The United Nations climate panel is forecasting that the sea level will now rise faster than at any time in the past 3,000 years as global warming speeds up.
The IPCC says that humanity’s damaging impact on the planet is a statement of fact and that it is now ‘code red’.
‘There is no longer any scientific discussion about the role of humans,’ Rein Haarsma, a researcher with Dutch meteorological office KNMI, who co-wrote the report, told news website Nu.nl.
‘Previous IPCC reports used veiled terms like ‘probably’ or ‘very likely’. We now call it ‘indisputable’ that current warming is caused by human greenhouse gas emissions.’
The report concludes that global warming could still be much higher this century than the 1.5C noted in in Paris, and that the least predictable factor, which will prove decisive, is human behaviour.
‘It is impossible for climate scientists to predict what will happen with politics and the economy,’ climate researcher Bart van den Hurk of Deltares, also one of the authors of the report, told NU.nl.
‘The biggest factor of uncertainty is future greenhouse gas emissions. And what is new compared to the previous major IPCC report is that we’ve also worked out a scenario that shows what it takes to keep the temperature increase below 1.5C.’
Read the Guardian’s article on the IPCC report
Read Bloomberg’s article on the IPCC report
The new scenarios place the average rise in sea levels at between several decimetres to just over a metre by the end of the century but the report’s authors say that a rise in sea levels approaching two metres by the end of this century ‘cannot be ruled out’.

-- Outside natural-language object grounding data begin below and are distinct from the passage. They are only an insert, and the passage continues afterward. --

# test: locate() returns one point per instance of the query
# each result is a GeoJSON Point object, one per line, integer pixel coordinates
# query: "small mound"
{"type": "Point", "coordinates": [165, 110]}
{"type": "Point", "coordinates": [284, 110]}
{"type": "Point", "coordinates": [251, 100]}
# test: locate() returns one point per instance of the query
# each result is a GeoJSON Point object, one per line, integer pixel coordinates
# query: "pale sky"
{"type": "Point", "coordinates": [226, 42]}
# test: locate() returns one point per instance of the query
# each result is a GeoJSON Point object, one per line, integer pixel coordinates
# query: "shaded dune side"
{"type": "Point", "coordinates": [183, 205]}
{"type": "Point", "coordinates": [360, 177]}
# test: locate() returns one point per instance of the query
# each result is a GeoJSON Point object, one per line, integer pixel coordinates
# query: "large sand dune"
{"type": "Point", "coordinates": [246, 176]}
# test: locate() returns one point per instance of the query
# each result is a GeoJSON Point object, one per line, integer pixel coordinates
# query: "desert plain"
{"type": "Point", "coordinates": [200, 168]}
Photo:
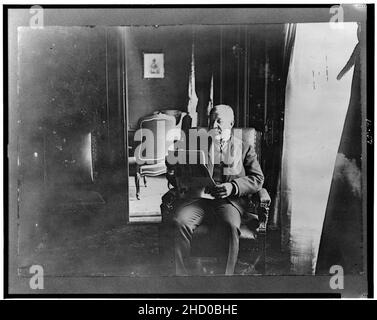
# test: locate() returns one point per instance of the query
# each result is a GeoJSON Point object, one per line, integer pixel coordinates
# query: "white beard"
{"type": "Point", "coordinates": [224, 135]}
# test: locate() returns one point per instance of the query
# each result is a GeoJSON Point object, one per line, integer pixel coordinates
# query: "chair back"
{"type": "Point", "coordinates": [154, 134]}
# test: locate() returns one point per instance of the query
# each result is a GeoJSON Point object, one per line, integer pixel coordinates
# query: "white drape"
{"type": "Point", "coordinates": [193, 98]}
{"type": "Point", "coordinates": [316, 106]}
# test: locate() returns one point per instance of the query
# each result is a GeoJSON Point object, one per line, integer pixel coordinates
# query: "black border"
{"type": "Point", "coordinates": [370, 150]}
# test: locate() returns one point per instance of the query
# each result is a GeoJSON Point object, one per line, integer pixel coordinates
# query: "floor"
{"type": "Point", "coordinates": [94, 240]}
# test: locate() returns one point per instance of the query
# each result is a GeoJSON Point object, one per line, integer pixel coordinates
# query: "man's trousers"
{"type": "Point", "coordinates": [226, 219]}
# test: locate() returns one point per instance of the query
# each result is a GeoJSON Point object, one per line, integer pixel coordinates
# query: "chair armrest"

Almost half of the Netherlands’ 17 million inhabitants live along its 350km coast or in regions which are below sea level.
‘Climate change is something that concerns us all,’ Van den Hurk told the Volkskrant. ‘It’s not something from far that is far removed, in space or time. Every continent has regions which are facing major changes. I hope people pick up on that now.’
Sigrid Kaag, Dutch foreign affairs minister and leader of Liberal party D66, said in a reaction that hers is the last generation of politicians who can protect our way of life. ‘It is now or never,’ she said. ‘We need to implement the EU’s climate change package as fast as we can, and there should be a leadership role for the Netherlands.’
Prime minister Mark Rutte said the new report highlights how important it is that the EU meet targets set for 2030 and 2040. ‘This is of absolute importance to the cabinet and most of all to the parties forming a new government,’ he said.
Floods
The KNMI meteorological office is taking part in an international research project to determine if the recent heavy rainfall and floods in Limburg, Germany, Belgium and Luxemburg are linked to climate change.
The research is being carried out together with experts from World Weather Attribution and from the other affected countries, the KNMI said.
Some 26% of the Netherlands is below sea level and a further 29% is susceptible to river flooding. The Dutch coast is protected by a complicated system of dykes, seawalls and sluices built after the devastating floods of 1953 which left over 1,800 people dead.
Sea level
Aimée Slangen of the Royal Netherlands Institute for Sea Research (Nioz) and another of the report’s authors, said that while the sea level forecasts do not differ much from the 2013 report, ‘we can now make concrete what the expected contribution of the melting of the Antarctica ice will be for various greenhouse gas scenarios’.
‘The melting of Antarctica is particularly relevant in norther Europe because of the effect of gravity,’ she said. ‘The meltwater from the South Pole on our side of the world causes an extra rise in the sea level 10%, on top of the global rise.’
This means that the Netherlands will be faced with high water every two to 10 years and that sea sluices will have to close much more often than at present to prevent flooding from the sea, she said.